VIII
En nous point de souvenirs mais une connivence avec le temps.
A chaque saison l'amour de ce qui vient, l’amour aussi de ce qui passe. Notre plaisir est dans le mouvement. Nous avons regardé grandir, changer, mourir et toute chose charrie un flot de vie même ce qui meurt. Pour qui demeure assis sur le seuil et sait attendre, l'aube s'éveille à l'épaule du soir. Ainsi la patience a fortifié nos gestes et rendu éloquent notre silence.

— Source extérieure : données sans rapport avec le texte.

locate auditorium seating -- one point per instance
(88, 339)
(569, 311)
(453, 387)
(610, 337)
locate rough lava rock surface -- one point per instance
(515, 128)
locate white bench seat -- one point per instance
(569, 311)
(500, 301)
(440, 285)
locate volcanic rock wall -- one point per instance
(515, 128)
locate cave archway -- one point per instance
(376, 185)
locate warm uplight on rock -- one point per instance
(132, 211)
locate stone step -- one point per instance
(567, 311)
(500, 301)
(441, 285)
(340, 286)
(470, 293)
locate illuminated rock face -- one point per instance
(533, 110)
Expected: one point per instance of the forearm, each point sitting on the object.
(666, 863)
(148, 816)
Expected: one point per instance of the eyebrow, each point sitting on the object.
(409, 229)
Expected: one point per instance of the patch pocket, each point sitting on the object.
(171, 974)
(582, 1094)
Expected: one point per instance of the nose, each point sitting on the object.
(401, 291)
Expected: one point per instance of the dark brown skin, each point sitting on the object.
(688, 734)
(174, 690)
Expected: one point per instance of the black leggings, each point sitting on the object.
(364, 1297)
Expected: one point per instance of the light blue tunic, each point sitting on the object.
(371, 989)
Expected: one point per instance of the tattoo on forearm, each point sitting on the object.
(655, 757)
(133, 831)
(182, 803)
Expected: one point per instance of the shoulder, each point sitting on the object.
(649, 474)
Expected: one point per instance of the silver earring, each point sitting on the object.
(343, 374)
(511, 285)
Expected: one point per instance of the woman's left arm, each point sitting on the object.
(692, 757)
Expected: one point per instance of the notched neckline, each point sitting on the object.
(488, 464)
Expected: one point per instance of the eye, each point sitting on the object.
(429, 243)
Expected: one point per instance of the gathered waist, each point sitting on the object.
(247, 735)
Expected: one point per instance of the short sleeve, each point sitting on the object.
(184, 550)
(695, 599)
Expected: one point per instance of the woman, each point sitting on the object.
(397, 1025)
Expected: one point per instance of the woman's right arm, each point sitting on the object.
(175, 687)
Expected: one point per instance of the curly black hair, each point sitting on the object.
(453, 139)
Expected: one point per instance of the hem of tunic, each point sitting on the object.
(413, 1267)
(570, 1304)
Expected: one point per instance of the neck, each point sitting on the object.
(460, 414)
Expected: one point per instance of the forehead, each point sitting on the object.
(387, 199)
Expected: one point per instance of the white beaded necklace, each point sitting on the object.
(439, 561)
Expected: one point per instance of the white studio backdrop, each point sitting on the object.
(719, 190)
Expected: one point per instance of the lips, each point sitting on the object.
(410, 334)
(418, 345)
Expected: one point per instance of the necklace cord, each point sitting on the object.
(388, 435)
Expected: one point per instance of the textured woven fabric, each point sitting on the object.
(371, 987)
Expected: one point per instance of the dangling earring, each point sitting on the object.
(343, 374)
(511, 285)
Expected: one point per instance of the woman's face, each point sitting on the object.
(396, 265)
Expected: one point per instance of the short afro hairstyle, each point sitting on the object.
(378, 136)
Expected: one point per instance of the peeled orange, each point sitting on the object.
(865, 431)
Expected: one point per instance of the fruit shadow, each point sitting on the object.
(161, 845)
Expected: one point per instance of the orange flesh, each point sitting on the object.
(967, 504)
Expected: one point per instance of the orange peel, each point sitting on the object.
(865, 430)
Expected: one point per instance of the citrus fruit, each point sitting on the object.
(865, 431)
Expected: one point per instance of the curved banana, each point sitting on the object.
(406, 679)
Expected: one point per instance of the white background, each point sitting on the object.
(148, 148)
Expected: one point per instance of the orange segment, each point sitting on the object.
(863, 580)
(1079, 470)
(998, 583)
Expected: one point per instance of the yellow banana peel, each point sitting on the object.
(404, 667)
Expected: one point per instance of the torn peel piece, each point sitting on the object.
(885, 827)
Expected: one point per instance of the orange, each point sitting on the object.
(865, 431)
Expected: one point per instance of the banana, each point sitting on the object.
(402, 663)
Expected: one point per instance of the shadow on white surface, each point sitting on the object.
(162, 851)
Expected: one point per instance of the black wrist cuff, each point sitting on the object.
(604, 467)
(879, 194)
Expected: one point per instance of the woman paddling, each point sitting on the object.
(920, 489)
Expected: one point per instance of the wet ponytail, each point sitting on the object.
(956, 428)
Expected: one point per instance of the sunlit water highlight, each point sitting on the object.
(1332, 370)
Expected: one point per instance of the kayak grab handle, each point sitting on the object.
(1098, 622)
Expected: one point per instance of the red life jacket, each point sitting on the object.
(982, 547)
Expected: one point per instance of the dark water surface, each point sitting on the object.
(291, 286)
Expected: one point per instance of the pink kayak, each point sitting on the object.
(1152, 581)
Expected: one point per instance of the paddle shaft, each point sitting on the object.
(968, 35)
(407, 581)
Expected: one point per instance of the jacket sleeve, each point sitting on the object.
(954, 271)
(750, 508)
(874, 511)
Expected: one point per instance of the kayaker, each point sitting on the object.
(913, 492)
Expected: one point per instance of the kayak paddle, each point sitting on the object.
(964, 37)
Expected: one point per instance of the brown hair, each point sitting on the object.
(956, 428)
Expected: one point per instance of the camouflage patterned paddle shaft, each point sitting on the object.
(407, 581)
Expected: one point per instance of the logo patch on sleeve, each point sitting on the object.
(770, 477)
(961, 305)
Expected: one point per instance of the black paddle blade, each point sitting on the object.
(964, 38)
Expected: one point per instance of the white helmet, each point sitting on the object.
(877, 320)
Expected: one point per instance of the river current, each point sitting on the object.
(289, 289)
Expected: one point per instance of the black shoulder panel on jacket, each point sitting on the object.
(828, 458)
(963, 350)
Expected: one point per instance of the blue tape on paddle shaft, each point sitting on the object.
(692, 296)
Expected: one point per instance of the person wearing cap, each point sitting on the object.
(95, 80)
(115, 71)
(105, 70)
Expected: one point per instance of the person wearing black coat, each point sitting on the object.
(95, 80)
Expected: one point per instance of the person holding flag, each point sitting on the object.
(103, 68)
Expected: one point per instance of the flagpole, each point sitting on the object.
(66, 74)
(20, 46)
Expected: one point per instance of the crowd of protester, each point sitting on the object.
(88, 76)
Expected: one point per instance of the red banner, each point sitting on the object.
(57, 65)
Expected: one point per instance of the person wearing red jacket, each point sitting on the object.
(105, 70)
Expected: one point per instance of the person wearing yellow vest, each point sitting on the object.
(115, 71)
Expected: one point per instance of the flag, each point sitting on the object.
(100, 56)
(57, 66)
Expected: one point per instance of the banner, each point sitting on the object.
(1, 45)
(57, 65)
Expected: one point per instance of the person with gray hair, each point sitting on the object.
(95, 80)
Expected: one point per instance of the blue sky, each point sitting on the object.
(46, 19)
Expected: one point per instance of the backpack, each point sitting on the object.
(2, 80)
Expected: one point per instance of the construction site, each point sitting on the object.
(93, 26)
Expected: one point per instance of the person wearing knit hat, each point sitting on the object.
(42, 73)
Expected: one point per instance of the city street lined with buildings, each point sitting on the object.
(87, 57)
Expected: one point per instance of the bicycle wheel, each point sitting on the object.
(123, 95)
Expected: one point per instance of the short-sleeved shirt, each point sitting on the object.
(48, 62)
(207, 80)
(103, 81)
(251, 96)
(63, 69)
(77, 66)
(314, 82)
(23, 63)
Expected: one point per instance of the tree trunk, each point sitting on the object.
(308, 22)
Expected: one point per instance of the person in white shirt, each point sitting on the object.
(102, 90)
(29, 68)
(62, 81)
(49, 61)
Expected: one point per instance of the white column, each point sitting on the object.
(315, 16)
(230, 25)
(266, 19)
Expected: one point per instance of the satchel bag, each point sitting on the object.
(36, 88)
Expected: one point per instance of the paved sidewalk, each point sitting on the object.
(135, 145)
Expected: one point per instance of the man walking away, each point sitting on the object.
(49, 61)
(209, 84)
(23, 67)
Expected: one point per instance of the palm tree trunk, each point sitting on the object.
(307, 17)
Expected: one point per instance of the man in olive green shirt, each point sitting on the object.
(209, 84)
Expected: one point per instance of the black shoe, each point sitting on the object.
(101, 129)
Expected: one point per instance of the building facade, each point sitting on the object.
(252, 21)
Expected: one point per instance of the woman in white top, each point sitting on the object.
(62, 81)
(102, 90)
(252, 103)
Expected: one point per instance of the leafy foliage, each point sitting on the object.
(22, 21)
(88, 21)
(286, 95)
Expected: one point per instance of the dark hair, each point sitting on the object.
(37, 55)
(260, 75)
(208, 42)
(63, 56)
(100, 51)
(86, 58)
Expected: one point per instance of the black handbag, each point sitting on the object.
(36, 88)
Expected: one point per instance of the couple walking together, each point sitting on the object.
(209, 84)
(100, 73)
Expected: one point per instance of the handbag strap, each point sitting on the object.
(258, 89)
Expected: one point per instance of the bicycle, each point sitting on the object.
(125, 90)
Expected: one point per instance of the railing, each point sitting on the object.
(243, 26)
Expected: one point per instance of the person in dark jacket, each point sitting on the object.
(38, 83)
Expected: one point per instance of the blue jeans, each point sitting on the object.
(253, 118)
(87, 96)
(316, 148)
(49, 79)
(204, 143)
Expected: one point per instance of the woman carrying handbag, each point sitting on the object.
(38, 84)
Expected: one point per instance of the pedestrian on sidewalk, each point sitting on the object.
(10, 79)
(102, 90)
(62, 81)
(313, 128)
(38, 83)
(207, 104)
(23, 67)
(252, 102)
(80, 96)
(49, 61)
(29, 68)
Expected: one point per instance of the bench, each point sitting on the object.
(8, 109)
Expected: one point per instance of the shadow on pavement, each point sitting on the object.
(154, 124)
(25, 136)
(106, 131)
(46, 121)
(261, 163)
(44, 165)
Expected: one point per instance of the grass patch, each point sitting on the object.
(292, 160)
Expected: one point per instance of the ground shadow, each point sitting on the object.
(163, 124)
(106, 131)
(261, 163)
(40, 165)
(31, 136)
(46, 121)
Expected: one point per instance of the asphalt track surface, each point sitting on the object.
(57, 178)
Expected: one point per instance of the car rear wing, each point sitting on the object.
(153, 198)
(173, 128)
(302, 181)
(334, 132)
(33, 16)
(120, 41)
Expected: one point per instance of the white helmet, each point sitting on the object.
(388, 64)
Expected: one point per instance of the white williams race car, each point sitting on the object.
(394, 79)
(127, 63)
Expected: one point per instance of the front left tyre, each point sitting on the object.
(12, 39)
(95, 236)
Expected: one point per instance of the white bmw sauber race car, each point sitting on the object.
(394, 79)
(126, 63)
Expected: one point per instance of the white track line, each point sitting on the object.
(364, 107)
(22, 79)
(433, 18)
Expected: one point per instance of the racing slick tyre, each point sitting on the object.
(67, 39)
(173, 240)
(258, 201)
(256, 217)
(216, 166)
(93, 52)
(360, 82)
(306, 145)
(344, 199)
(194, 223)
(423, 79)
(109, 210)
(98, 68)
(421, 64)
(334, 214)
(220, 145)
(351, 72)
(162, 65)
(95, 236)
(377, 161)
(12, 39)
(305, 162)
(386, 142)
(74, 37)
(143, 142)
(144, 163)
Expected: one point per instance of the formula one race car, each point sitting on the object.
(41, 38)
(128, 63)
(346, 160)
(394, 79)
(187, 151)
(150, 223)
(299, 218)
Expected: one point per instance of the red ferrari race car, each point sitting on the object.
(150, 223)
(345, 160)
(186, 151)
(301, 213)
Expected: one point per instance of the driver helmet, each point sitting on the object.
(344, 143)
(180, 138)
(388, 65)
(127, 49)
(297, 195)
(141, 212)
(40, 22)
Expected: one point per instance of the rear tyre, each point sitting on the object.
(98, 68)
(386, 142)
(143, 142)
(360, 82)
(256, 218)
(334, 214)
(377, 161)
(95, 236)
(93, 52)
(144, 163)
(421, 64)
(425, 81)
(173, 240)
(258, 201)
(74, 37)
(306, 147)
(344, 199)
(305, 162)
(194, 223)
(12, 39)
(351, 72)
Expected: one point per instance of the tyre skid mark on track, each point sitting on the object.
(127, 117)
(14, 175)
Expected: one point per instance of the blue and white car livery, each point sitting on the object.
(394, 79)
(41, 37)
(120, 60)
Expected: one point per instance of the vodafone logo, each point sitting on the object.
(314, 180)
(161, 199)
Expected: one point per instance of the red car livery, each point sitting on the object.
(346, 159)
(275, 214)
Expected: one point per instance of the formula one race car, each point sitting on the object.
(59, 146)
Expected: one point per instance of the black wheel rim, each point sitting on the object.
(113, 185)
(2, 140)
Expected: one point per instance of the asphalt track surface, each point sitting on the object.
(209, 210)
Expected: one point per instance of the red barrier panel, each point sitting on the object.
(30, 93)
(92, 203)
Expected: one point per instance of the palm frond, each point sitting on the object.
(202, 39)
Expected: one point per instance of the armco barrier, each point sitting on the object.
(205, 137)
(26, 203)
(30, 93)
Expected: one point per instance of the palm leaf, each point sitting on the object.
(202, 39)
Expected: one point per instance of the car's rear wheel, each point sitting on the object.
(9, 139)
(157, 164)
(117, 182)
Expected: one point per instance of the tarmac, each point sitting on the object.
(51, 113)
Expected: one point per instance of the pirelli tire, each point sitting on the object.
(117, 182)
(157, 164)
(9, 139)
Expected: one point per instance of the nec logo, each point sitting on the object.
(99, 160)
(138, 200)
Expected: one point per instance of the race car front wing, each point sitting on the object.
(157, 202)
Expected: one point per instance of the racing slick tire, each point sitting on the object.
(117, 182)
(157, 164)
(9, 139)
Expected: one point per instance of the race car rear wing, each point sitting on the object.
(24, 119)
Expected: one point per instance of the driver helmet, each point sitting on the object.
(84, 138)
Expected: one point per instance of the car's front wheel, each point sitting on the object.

Il y a tant de choses à voir même la nuit que nous hésitons à dormir, tant de choses à entendre du souffle des enfants aux feuilles des arbres que nous hésitons à nous laisser submerger d’oubli. Là où nous tournons le regard, la vie nous abreuve de son mystère. Sa splendeur et sa promesse nous ont toujours plus fascinées que l'horreur de la mort
Le malheur est de cesser d'être avide.
[...]
X
Nous eûmes des enfants. Chacun fut unique.
Dans ce désir de vie, nous ignorions la violence de la menace, la tyrannie de leur pouvoir. Il n'était plus possible d'être sans eux. C’en était fini des parenthèses.
Voici que d'autres vivaient en nous qui tapissaient leur tanière, ne demandaient qu'à grossir. Nous dûmes leur céder du terrain, nous faire modestes devant l'existence tapageuse de ces nous-mêmes étrangers.
S'installa la connivence, l'indicible complicité de chaque instant, stigmates de la présence à jamais gravée dans chaque fibre. Vint la déchirure. Nous fûmes livrées à la Pâque. Eblouissant face à face sous le regard du compagnon muet.
Outres d'eau et de sang, fontaines de lait, dans ce corps à corps de tendresse, il y a place pour l'autre et l'on se perd.
La maternité fleuve de la vie fut pour nous le plus sûr moyen d'approcher la mort. Nous étions des possédés de notre propre corps, absentes de nous-même pour un temps, ravies.
Nous voilà lourdes du mystère accompli en silence.